Debt To Equity Ratio

debt to equity

The debt-to-equity (D/E) ratio is a measure that indicates the level of debt a company has taken on relative to the value of its assets net of liabilities.

Considering the debt-to-equity ratio in industry comparisons allows for a concise evaluation of a company's financial health and risk profile, aiding in informed decision-making.

By evaluating Amazon.com against its top 4 peers in terms of the Debt-to-Equity ratio, the following observations arise:

  • Amazon.com has a stronger financial position compared to its top 4 peers, as evidenced by its lower debt-to-equity ratio of 0.46.

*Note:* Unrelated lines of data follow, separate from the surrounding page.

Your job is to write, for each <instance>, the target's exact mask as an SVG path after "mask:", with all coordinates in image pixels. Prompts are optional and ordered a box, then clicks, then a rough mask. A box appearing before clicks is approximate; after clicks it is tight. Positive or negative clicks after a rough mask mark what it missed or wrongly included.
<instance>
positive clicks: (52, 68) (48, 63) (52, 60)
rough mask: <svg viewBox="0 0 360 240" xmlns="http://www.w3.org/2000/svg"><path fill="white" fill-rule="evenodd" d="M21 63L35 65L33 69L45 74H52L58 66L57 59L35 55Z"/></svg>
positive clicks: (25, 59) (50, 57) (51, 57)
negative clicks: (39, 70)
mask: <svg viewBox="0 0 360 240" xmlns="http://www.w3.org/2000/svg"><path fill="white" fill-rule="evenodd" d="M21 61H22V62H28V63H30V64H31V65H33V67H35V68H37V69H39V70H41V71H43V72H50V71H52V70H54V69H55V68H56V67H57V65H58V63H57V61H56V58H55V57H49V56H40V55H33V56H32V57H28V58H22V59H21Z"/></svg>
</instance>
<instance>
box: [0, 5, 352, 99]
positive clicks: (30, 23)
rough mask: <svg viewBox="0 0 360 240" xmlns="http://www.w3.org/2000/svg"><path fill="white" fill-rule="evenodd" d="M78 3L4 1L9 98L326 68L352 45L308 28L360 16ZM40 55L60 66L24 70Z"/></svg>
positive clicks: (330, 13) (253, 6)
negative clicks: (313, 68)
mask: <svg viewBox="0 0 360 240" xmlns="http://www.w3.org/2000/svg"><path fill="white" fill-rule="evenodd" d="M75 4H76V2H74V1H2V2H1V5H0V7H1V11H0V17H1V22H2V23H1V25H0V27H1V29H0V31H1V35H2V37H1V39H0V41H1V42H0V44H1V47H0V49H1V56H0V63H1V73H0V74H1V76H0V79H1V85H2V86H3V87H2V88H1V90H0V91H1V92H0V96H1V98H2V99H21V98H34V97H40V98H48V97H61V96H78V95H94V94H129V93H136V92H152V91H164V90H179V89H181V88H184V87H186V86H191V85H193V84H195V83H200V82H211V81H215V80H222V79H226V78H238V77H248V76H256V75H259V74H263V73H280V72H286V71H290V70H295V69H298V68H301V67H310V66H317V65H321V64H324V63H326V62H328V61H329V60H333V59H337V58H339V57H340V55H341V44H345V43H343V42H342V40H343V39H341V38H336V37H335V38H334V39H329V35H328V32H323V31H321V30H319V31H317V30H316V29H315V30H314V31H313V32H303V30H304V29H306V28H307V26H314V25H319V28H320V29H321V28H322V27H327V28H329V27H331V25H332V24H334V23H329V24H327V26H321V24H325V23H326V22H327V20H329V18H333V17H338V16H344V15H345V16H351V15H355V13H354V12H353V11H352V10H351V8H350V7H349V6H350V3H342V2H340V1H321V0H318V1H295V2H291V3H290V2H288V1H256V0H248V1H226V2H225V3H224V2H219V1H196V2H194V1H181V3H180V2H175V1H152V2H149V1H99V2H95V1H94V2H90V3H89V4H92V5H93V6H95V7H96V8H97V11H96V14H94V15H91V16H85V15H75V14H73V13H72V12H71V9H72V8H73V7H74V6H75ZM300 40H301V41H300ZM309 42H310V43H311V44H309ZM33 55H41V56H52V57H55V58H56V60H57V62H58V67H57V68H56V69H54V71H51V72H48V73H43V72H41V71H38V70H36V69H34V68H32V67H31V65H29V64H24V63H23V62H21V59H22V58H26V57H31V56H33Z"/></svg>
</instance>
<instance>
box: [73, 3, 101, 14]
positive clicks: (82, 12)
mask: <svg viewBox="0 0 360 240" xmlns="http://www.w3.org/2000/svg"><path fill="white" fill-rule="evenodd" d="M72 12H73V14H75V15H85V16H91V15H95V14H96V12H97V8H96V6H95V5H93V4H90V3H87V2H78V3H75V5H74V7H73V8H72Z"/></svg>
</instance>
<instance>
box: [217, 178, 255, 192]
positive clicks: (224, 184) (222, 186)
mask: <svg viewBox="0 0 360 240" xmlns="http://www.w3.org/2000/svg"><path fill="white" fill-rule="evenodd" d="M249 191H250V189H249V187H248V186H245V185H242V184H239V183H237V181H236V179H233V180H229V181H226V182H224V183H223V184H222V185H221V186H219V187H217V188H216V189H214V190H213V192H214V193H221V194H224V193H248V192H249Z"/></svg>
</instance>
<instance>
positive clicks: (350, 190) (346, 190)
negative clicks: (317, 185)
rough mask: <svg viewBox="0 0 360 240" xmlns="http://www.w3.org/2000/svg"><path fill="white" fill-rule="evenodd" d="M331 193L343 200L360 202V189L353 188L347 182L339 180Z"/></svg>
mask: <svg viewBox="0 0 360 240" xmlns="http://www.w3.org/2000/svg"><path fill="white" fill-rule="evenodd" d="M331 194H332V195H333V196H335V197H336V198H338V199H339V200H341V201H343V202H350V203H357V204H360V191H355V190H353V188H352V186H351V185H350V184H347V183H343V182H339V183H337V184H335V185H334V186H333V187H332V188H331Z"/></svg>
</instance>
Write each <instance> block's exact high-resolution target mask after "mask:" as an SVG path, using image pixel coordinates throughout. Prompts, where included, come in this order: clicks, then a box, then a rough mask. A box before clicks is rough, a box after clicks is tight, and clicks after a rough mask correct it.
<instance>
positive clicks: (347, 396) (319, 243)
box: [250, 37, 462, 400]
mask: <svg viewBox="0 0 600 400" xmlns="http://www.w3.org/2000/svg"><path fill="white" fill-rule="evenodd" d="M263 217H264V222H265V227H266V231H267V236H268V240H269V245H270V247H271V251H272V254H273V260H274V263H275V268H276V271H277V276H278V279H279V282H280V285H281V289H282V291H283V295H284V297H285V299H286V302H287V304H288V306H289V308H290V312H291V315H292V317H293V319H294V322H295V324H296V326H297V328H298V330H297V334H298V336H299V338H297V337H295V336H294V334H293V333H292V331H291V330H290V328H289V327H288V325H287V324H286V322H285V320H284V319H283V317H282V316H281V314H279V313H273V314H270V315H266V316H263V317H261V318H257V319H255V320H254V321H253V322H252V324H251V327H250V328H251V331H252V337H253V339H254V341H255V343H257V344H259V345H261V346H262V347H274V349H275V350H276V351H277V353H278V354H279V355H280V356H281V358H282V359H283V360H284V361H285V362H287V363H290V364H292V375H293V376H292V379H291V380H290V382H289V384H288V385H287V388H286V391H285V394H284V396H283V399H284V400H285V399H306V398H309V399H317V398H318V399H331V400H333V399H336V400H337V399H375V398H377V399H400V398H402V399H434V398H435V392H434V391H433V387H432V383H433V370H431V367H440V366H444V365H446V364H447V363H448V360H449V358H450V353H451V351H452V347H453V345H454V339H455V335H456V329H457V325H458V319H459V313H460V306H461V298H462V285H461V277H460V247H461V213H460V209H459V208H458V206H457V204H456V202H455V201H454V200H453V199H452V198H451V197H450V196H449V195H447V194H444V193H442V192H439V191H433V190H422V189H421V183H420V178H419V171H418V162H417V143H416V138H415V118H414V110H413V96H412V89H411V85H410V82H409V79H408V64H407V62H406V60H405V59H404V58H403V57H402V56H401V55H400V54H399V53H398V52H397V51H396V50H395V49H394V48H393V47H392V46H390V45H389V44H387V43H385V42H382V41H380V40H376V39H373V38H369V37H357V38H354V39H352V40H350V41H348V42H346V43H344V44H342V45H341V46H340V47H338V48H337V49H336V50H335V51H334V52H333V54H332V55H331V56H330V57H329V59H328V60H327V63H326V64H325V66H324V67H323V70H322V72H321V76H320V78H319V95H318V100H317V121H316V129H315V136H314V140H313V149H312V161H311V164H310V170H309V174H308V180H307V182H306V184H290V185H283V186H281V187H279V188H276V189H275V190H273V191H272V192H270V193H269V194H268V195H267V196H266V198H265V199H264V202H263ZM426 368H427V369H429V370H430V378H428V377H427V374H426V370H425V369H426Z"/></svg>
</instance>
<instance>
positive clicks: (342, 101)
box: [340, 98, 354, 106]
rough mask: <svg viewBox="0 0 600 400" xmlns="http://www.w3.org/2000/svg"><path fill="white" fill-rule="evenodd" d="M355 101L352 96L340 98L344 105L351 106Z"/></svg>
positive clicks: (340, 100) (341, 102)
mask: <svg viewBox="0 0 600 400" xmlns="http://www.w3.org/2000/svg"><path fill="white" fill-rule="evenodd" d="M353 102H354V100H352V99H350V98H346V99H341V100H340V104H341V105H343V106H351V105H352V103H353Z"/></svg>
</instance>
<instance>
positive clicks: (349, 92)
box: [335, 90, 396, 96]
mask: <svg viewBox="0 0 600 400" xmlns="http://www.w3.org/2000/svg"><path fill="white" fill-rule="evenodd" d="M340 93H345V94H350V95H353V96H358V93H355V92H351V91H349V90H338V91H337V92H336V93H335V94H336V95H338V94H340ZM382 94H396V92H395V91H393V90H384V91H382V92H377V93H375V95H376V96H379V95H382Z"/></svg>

  • This suggests that the company has a more favorable balance between debt and equity, which can be perceived as a positive indicator by investors.

Key Takeaways

For the PE, PB, and PS ratios, Amazon.com is considered to have a low PE ratio, indicating potential undervaluation compared to its peers. However, its high PB and PS ratios suggest that the market values the company's assets and sales more highly. In terms of ROE, EBITDA, gross profit, and revenue growth, Amazon.com shows lower profitability and growth compared to its industry peers, which may impact its overall valuation within the Broadline Retail sector.

This article was generated by Benzinga's automated content engine and reviewed by an editor.